Depois que os estudantes foram detidos e desapareceram, mais de 100 pessoas foram presas em relação aos desaparecimentos (cerca de 50% policiais e 50% supostos membros de quadrilhas criminosas). Alguns deles alegaram que foram torturados para confessar que sequestraram os estudantes.

“A falta de transparência e a maneira como os parentes dos alunos estão sendo tratados é chocante, mesmo para os padrões de um país que parece totalmente incapaz de fazer frente a violações de direitos humanos”, explica Erika Guevara-Rosas. “As autoridades mexicanas devem parar de brincar com os familiares dos alunos de Ayotzinapa. Eles devem urgentemente redirecionar as investigações e, entre outras medidas, permitir aos peritos independentes acesso a todos os crematórios em Iguala e arredores”, disse Erika Guevara Rosas.

Crise de direitos humanos

Desde o desaparecimento forçado dos alunos, foram descobertas pelo menos 70 valas comuns contendo os restos de dezenas de pessoas. A maioria desses corpos ainda não foi identificada.

O desaparecimento dos alunos aconteceu em meio a uma crise nacional, com mais de 26.500 pessoas desaparecidas no México nos últimos anos, quase a metade deles durante a atual administração do presidente Peña Nieto.

O desaparecimento forçado dos estudantes de Ayotzinapa em 10 cifras assustadoras

43 – Estudantes detidos e submetidos a desaparecimento forçado pela polícia em 26 de setembro de 2014.

6 – Pessoas executadas extrajudicialmente na noite de 26 de setembro de 2014 (três estudantes e três transeuntes).

25 – Pessoas feridas.

42 – Estudantes cujo paradeiro ainda se desconhece.

1 – Estudante de 19 anos, Alexander Mora Venancio, cuja morte foi confirmada em 6 de dezembro de 2014 depois que peritos da Universidade de Innsbruck realizaram análises de DNA e determinaram que o DNA extraído de um pedaço de osso calcinado supostamente achado em um rio coincidia com o da família do estudante.

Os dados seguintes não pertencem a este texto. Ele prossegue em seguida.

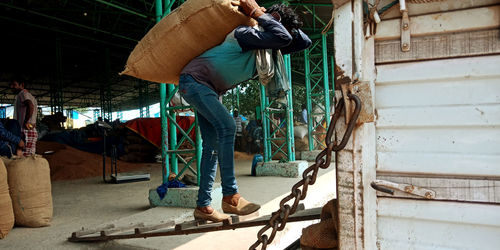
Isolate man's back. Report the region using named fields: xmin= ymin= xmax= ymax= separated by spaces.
xmin=14 ymin=89 xmax=38 ymax=127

110 – Detenções realizadas em relação com o caso, sem que tenha havido nenhuma condenação.

Ao menos 70 – Fossas comuns descobertas ao redor de Iguala desde o desaparecimento forçado dos estudantes.

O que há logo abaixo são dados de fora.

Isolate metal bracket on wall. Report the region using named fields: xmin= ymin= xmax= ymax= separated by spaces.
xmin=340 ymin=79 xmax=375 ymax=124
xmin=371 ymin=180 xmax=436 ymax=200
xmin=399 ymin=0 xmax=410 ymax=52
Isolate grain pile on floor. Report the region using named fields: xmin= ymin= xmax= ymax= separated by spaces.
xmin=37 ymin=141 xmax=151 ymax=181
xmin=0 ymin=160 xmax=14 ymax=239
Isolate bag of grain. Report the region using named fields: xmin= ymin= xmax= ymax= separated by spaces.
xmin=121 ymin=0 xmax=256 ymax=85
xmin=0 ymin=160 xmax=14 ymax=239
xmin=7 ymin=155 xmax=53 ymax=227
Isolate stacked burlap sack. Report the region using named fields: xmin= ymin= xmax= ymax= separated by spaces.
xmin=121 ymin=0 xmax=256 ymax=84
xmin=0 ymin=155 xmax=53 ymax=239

104 – Restos humanos encontrados nessas fossas.

25.700 – Cifra estimada de pessoas que foram objeto de desaparecimento forçado ou estão com paradeiro desconhecido nos últimos anos, quase a metade delas durante o atual mandato do presidente Peña Nieto.

6 – Número de condenações federais desde que o desaparecimento forçado se tornou um crime federal em 2001.